By Guy Harris

In recent Bud to Boss workshops, I have been getting a question similar to the title of this post in several ways. While the questions are not always phrased the same way, they tend the same direction: longing for a return to “normal” as we reach the end of pandemic-imposed lockdowns, shutdowns, and isolation.

Every situation is a bit different, and the question does not apply to every front-line supervisor. Still, estimates range from around 33% of workers to more that 40% of workers having worked away from their normal location for some period during the last two years as a result of the covid-19 pandemic.

If somewhere around 40% of all workers “went home” to work for a while, that means that at least 40% of all supervisors have been dealing with frequently shifting workplace norms and practices for over two years. I say at least 40% because considering only the workers who could work remotely does not include the businesses that shut down and then restarted once workers could return to their workplaces. Whatever the actual number of supervisors and employees affected, it is a big number.

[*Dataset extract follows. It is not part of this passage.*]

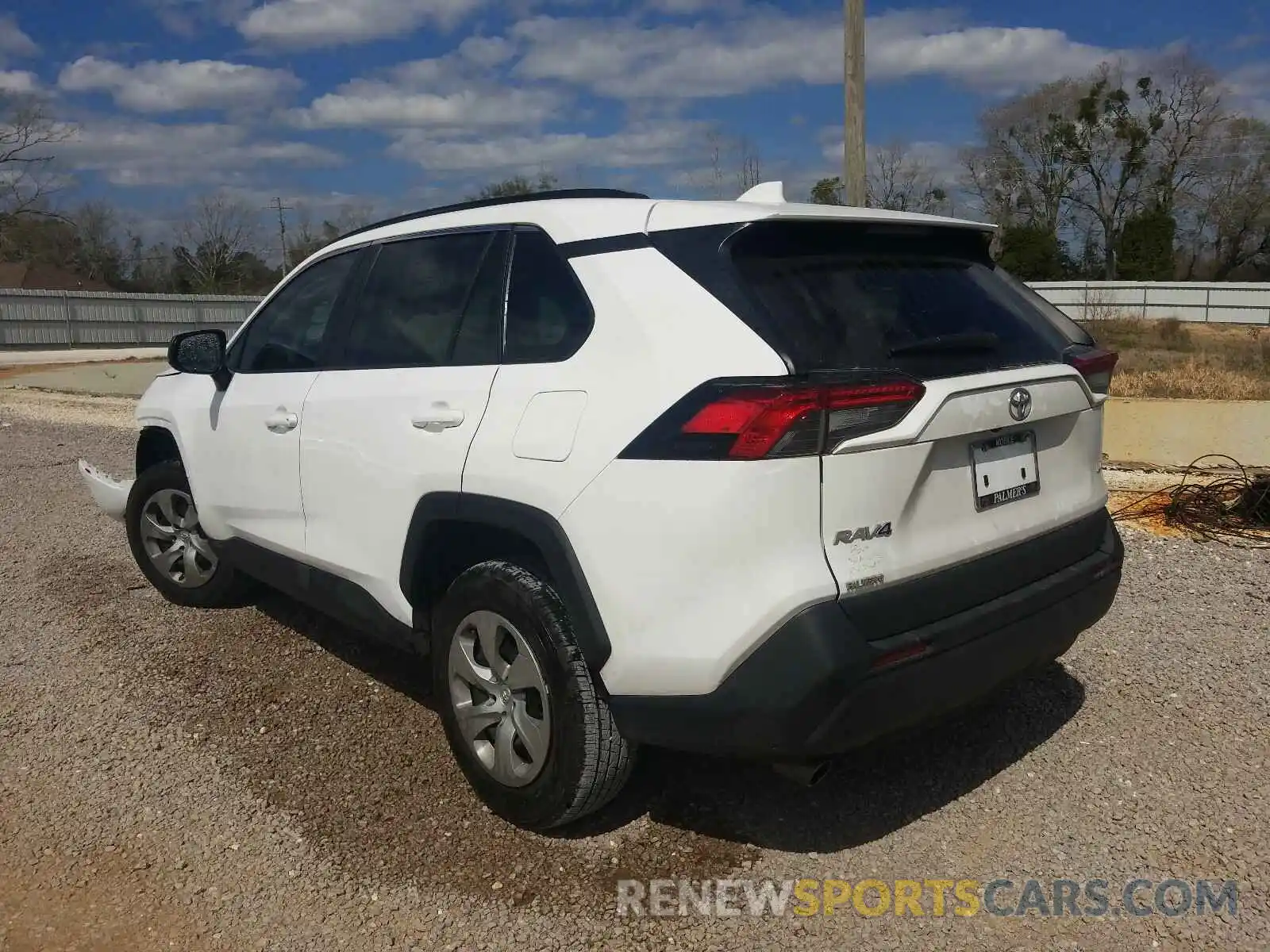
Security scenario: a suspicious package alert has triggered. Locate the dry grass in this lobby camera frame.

These sudden changes and their long-lasting impact can get exhausting and hoping for relief is completely normal. Thus, the question: when will we get back to where we were?

The short answer is never.

Too much has changed – permanently – for us to ever go back to where we were pre-pandemic. It just is not going to happen. For example:

  • People who were single are now married.
  • People who were married are now not married.
  • People who had no children now have children.
  • People who had children living at home now do not.
  • People who had healthy parents are now caring for their parents.
  • People who had never worked from home have now done so.
  • People who were uncomfortable with video calls are now video call masters.

In short, your team member’s expectations, life experiences, home environments, and work relationships have changed in ways that make it impossible to go back like it was before the pandemic. It cannot go back like it was because the world, your business, and their lives are not like it was.

And that’s okay. Hope does not lie in the past anyway. It lies in the future.

As my friend and colleague, Kevin Eikenberry says: “The status quo requires no leadership.”

We do not need leaders for things to stay the same. We need leaders to point us and lead us to the future. Hope lies in focusing on where we are going more than it lies in longing for the past.

If you find yourself longing and hoping for your team to return to the way things worked in the past, shift your focus to the future. Rather than trying to recreate the past, envision and drive for a better future. Your team will perform better, and you will feel more optimistic and energized.